Converter¶
Multiple Aspect Trajectory Tools Framework
MAT-data: Data Preprocessing for Multiple Aspect Trajectory Data Mining
The present application offers a tool, to support the user in the classification task of multiple aspect trajectories, specifically for extracting and visualizing the movelets, the parts of the trajectory that better discriminate a class. It integrates into a unique platform the fragmented approaches available for multiple aspects trajectories and in general for multidimensional sequence classification into a unique web-based and python library system. Offers both movelets visualization and classification methods.
Created on Dec, 2023 Copyright (C) 2023, License GPL Version 3 or superior (see LICENSE file)
@author: Tarlis Portela
- matdata.converter.any2ts(data_path, folder, file, cols=None, tid_col='tid', class_col='label', opLabel='Converting TS')[source]¶
Converts data from various formats (CSV, Parquet, etc.) to a time series format.
Parameters:¶
- data_pathstr
The directory path where the data files are located.
- folderstr
The folder containing the data file to be converted.
- filestr
The name of the data file to be converted.

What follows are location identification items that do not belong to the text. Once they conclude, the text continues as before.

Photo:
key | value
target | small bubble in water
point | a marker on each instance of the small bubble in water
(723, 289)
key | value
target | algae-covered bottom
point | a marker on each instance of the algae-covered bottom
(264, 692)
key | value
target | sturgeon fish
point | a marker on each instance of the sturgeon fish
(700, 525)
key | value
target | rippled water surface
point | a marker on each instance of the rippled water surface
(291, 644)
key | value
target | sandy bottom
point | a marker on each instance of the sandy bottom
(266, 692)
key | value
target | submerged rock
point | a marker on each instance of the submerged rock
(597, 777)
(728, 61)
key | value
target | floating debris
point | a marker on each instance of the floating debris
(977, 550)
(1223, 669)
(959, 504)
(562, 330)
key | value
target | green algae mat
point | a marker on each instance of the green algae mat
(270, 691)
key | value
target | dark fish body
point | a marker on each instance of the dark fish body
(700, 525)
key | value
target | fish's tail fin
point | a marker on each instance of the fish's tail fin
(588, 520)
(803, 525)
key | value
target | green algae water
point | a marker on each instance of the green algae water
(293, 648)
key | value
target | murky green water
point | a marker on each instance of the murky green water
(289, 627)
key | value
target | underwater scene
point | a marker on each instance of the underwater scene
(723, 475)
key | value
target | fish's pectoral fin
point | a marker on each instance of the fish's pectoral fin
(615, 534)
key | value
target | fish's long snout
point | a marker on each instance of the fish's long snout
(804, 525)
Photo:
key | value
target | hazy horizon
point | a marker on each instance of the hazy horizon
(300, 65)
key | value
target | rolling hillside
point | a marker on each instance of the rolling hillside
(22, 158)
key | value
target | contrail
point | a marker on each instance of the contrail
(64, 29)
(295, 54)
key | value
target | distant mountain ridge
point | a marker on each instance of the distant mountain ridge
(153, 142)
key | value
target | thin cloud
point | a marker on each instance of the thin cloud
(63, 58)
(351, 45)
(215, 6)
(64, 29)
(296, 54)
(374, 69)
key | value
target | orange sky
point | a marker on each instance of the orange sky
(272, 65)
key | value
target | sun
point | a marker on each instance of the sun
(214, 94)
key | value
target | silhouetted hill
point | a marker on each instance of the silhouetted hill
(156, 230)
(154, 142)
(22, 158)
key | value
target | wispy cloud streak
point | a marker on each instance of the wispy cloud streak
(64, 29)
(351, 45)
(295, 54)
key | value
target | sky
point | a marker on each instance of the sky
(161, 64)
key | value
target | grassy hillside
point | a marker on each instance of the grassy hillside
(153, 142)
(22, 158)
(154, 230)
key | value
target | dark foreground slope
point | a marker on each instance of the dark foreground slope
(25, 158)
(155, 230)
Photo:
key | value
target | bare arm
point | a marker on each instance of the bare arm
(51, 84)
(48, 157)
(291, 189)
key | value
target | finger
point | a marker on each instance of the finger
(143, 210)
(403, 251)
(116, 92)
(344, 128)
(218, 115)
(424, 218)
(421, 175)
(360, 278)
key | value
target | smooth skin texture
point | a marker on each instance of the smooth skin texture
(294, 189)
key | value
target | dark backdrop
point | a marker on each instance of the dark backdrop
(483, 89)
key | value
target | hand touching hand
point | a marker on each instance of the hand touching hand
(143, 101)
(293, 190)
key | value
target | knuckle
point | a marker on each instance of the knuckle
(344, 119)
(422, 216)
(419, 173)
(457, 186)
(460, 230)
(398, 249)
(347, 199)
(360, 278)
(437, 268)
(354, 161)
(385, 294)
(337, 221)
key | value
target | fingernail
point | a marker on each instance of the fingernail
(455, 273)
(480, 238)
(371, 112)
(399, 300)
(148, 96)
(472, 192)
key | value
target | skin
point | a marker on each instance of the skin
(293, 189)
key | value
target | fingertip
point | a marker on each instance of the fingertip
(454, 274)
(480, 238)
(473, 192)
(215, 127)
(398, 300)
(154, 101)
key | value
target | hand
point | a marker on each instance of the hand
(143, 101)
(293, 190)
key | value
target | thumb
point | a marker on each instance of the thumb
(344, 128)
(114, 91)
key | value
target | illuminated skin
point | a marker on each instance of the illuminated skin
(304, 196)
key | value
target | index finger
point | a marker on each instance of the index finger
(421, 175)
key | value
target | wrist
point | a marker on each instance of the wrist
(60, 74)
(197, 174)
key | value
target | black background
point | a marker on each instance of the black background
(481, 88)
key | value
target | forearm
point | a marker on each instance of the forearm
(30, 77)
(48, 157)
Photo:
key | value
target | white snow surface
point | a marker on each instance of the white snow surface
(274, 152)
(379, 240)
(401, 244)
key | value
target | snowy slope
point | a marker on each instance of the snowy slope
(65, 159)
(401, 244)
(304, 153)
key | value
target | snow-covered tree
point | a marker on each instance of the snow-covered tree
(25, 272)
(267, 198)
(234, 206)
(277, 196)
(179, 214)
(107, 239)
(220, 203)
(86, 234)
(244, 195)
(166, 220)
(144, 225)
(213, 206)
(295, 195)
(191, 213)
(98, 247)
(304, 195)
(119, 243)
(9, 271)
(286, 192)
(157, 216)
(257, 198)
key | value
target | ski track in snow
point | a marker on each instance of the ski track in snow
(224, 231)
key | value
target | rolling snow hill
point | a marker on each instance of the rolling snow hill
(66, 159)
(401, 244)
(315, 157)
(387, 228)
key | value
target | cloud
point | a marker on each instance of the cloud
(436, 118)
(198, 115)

- colslist of str, optional
A list of column names to be included in the time series data.
- tid_colstr, optional (default=’tid’)
The name of the column to be used as the trajectory identifier.
- class_colstr, optional (default=’label’)
The name of the column to be treated as the class/label column.
- opLabelstr, optional (default=’Converting TS’)
A label describing the operation, useful for logging or display purposes.
Returns:¶
- pandas.DataFrame
A DataFrame containing the time series data, with trajectory identifier, class label, and specified columns.
- matdata.converter.csv2df(url, class_col='label', tid_col='tid', missing='?')[source]¶
Converts a CSV file from a given URL into a pandas DataFrame.
Parameters:¶
- urlstr
The URL pointing to the CSV file to be read.
- class_colstr, optional (default=’label’)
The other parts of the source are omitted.